Thursday, 7 January, 2016
By Dan O'Toole, TSE Consulting
Negotiation should be a fact of life in the modern sporting organisation. There exists a wide range of circumstances where management should be bargaining with counterparties to get a better deal for their organisation. This could be when dealing with partner and sponsorship agreements, broadcasting rights, event hosts and even members. In fact, it is arguable that situations involving bargaining are more varied and diverse for sporting organisations than they are even for traditional businesses. If your organisation is not negotiating, then it probably should be and you are most likely missing an opportunity.
However, negotiation is not an easy process. For many managers it is not a skill that comes naturally – it has to be learned and tailored over time. A reluctance to enter into what is seen as a confrontational situation means that many managers avoid negotiation and are therefore missing out on potential gains to be made.
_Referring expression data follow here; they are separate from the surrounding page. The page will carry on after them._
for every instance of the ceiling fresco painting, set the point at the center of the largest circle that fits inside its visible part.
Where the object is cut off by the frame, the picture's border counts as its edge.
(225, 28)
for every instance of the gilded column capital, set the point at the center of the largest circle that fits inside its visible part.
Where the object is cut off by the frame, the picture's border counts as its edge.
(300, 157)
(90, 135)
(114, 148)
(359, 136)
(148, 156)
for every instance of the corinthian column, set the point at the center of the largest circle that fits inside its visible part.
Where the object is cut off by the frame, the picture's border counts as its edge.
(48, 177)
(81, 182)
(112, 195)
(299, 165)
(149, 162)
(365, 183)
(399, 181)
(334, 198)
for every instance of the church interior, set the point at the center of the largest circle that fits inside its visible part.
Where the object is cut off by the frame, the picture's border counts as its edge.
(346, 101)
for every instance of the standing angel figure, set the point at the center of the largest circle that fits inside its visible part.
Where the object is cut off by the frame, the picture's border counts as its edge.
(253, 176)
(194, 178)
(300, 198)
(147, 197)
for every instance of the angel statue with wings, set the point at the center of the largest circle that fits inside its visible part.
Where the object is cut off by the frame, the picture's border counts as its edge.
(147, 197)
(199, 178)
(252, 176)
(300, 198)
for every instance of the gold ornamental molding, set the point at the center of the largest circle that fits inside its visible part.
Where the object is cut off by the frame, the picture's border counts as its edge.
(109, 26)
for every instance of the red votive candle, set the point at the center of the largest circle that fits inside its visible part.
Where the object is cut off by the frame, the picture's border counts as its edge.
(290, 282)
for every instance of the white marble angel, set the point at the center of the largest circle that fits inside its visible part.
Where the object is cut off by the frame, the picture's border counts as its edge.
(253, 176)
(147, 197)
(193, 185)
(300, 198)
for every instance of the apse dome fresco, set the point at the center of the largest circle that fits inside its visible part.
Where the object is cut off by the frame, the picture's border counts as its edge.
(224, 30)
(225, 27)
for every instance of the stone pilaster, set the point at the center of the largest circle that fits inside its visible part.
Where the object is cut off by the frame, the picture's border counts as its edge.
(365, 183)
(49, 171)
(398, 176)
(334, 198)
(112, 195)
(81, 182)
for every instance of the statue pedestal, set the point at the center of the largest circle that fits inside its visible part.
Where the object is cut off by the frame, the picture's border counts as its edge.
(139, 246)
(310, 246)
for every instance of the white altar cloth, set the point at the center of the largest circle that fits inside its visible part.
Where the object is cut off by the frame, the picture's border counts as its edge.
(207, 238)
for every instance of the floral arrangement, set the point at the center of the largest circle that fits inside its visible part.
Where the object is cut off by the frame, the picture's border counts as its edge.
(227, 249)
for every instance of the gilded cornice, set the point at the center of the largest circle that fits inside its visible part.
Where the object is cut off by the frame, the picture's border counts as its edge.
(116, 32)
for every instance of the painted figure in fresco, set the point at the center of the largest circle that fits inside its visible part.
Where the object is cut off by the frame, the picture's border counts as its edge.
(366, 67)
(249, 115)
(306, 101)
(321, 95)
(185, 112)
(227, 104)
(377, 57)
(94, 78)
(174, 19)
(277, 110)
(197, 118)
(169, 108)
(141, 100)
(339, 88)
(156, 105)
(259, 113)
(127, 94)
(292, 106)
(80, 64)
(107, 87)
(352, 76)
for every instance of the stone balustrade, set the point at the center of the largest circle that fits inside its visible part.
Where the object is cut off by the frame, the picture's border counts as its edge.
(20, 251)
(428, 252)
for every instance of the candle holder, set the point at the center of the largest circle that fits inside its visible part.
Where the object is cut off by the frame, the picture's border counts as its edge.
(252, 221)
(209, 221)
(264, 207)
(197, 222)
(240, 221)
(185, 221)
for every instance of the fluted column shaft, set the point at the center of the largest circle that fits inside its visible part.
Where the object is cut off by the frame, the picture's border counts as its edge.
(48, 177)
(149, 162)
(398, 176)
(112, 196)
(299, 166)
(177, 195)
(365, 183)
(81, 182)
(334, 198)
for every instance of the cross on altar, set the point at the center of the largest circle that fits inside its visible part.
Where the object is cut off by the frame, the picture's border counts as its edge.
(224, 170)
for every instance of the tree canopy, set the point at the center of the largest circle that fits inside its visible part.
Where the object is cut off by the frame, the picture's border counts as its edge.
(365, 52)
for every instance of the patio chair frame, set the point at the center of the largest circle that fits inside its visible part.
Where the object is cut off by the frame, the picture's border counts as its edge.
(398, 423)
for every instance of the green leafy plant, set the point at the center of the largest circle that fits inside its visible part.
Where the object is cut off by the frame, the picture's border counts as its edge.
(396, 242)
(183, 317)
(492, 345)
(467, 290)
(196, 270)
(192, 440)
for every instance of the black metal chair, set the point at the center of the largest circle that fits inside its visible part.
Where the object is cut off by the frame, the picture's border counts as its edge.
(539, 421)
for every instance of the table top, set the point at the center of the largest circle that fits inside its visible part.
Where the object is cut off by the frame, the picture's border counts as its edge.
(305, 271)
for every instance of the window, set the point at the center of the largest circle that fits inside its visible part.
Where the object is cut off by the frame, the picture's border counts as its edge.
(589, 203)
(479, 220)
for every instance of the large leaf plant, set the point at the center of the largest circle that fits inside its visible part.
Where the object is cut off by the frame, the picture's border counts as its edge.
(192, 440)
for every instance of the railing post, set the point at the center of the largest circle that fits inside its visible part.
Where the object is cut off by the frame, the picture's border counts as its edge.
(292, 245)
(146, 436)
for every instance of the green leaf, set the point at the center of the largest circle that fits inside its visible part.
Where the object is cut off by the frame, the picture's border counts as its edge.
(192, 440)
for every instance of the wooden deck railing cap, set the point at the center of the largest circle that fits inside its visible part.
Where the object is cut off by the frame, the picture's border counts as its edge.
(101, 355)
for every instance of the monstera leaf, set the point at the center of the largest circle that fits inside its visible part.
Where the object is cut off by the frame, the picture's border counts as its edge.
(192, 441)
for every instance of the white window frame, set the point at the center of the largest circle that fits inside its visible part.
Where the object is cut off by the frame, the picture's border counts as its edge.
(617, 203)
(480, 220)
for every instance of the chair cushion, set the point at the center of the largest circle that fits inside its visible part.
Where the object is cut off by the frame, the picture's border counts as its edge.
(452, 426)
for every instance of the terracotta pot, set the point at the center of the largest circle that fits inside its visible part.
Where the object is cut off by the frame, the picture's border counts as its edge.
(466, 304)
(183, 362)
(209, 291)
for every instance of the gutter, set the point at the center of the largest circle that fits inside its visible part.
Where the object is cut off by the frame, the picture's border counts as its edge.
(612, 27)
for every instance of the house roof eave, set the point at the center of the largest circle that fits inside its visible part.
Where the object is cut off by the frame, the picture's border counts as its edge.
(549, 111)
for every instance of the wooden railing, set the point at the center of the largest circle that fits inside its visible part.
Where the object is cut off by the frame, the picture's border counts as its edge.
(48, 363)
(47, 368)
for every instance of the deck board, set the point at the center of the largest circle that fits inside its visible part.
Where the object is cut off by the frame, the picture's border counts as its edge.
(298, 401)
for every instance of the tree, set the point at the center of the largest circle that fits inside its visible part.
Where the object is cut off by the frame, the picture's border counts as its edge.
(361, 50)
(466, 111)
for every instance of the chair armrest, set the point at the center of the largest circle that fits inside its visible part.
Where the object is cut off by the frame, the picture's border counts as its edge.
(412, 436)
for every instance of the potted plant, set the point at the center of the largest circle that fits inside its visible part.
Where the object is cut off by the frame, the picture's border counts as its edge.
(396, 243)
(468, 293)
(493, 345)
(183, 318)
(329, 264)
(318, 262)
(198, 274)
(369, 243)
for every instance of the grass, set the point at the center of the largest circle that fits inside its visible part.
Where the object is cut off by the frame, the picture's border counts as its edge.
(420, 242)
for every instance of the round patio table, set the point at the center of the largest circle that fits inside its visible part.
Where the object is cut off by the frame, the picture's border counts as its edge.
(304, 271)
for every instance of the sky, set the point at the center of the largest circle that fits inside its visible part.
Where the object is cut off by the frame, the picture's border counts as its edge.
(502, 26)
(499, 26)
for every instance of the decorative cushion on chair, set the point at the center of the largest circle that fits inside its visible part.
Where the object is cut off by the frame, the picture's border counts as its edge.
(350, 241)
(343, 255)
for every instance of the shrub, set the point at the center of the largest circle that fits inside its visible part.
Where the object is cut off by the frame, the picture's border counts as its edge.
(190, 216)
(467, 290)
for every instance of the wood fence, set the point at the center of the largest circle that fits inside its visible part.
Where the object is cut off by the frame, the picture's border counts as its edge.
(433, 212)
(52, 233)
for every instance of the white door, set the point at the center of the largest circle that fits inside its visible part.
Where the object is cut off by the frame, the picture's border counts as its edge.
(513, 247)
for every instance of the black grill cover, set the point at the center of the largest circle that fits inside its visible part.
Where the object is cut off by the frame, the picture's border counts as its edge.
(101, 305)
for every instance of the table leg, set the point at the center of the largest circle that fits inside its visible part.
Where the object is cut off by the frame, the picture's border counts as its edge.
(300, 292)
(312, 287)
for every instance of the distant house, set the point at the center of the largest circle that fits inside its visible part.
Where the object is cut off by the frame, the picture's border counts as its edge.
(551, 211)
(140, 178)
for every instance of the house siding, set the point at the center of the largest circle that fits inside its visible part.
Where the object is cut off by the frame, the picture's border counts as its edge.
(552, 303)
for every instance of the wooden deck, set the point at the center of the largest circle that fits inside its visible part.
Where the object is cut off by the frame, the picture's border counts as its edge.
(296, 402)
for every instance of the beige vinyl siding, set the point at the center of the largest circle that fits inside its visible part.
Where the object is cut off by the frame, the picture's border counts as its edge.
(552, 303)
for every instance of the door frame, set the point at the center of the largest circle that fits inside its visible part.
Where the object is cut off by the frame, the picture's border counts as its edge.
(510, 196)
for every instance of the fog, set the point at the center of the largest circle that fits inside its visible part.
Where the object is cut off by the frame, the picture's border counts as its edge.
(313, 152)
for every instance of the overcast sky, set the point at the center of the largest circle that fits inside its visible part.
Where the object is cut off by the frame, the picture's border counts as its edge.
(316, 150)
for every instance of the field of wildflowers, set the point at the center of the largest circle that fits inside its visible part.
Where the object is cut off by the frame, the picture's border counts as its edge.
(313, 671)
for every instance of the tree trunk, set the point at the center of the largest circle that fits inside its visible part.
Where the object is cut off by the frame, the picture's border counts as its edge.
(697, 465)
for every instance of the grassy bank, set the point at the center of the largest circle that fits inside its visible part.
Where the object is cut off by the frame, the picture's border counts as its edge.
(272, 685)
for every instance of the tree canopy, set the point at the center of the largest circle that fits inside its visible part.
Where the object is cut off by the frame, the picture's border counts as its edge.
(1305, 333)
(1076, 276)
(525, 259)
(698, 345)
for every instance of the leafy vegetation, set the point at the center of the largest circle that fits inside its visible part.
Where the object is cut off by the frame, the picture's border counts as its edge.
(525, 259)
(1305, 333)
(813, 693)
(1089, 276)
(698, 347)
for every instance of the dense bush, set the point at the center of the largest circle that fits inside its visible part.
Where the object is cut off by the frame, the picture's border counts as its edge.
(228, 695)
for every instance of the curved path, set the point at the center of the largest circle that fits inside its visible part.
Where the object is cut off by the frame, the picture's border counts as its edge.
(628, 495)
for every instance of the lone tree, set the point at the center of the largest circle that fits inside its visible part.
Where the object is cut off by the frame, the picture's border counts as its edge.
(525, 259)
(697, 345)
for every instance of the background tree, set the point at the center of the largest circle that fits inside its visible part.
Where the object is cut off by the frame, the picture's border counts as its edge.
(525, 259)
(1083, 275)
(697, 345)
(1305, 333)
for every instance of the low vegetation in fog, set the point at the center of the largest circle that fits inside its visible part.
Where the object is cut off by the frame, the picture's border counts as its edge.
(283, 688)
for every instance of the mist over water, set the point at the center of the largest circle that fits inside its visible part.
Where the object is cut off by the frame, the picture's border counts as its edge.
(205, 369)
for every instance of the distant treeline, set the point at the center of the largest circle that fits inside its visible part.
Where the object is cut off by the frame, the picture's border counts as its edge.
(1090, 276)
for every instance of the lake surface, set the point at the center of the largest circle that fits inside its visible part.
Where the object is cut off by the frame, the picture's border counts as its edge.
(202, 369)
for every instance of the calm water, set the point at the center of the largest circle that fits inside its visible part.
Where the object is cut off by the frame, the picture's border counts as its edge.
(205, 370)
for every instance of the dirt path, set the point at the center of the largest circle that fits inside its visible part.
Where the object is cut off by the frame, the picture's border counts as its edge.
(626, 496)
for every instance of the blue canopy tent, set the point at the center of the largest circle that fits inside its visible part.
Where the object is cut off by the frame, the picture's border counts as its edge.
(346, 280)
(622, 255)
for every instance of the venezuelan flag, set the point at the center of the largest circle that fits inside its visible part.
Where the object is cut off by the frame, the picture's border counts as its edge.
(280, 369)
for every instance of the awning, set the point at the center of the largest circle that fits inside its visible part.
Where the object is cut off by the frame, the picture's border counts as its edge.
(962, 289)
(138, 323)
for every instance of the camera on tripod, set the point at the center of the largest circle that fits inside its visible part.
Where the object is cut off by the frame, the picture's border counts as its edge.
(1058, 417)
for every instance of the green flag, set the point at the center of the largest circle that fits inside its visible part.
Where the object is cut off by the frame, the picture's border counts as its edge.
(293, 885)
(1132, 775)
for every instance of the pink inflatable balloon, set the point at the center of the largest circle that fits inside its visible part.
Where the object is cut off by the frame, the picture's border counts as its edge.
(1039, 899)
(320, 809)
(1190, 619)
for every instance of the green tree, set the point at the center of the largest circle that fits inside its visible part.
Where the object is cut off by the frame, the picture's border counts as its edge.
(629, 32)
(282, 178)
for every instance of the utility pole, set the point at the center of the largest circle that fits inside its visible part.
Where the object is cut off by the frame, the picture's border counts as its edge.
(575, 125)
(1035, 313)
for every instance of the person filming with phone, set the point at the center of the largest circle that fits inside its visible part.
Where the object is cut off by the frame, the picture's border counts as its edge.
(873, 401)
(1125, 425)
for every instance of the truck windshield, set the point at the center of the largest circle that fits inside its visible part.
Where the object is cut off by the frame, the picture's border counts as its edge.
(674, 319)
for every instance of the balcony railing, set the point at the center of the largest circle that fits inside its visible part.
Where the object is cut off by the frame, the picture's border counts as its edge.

So what advice can a novice negotiator look to when entering into such a situation? What can help make the process easier for them, as well as the counterparty sitting across the table? Below is a selection of hints and tools that can smooth the negotiation process and help your organisation take away more from the bargaining table.
- Be an active listener
This may seem like an obvious one but being a good listener is extremely important during the negotiating process. A good negotiator knows not only what the other person wants from a factual point of view, but also how they feel about different elements of the potential bargain. Knowing what the other person wants and sensing where and how they may be willing to make concessions is vital in any successful bargaining process.
- Demonstrate empathy
Simply knowing how the other person feels about their own position is not everything. It helps if you can also show empathy with your counterparty. By demonstrating a level of understanding with the person across the table, they will become more comfortable in dealing with you. They may be more willing to make a compromise a result. Simple ways to demonstrate empathy in bargaining situations is to avoid talking about your own position, to be an active listener as outlined above and to genuinely try to put yourself in the shoes of the other individual.
- Highlight your concessions
Almost every negotiation will involve some element of compromise. You are likely to have to concede ground on certain conditions, otherwise it wouldn’t be a negotiation at all. You need to make it very clear when you are giving up something in pursuit of agreement. This will set a marker and will automatically appeal to the counterparty’s socially-wired tendency to reciprocate.
- Segregate your concessions
Your concessions will be like mini-wins for the counterparty. By you giving up something, they are gaining something. The human brain automatically responds more to a series of small wins than from one big win. As a result, it helps to divide up your concessions and spread them out over the negotiation. By segregating concessions throughout the negotiation, you will increase the chances of the counterparty reciprocating on the other areas you are looking to make inroads into.
By keeping these 4 hints and tips in mind, managers can enter into negotiation situations confident that they enjoy an automatic head start. This can make the prospect of negotiating with suppliers, partners and other parties less daunting. Remember, if you don’t feel the need for negotiation in your various dealings at your organisation, you are probably missing some wonderful opportunities!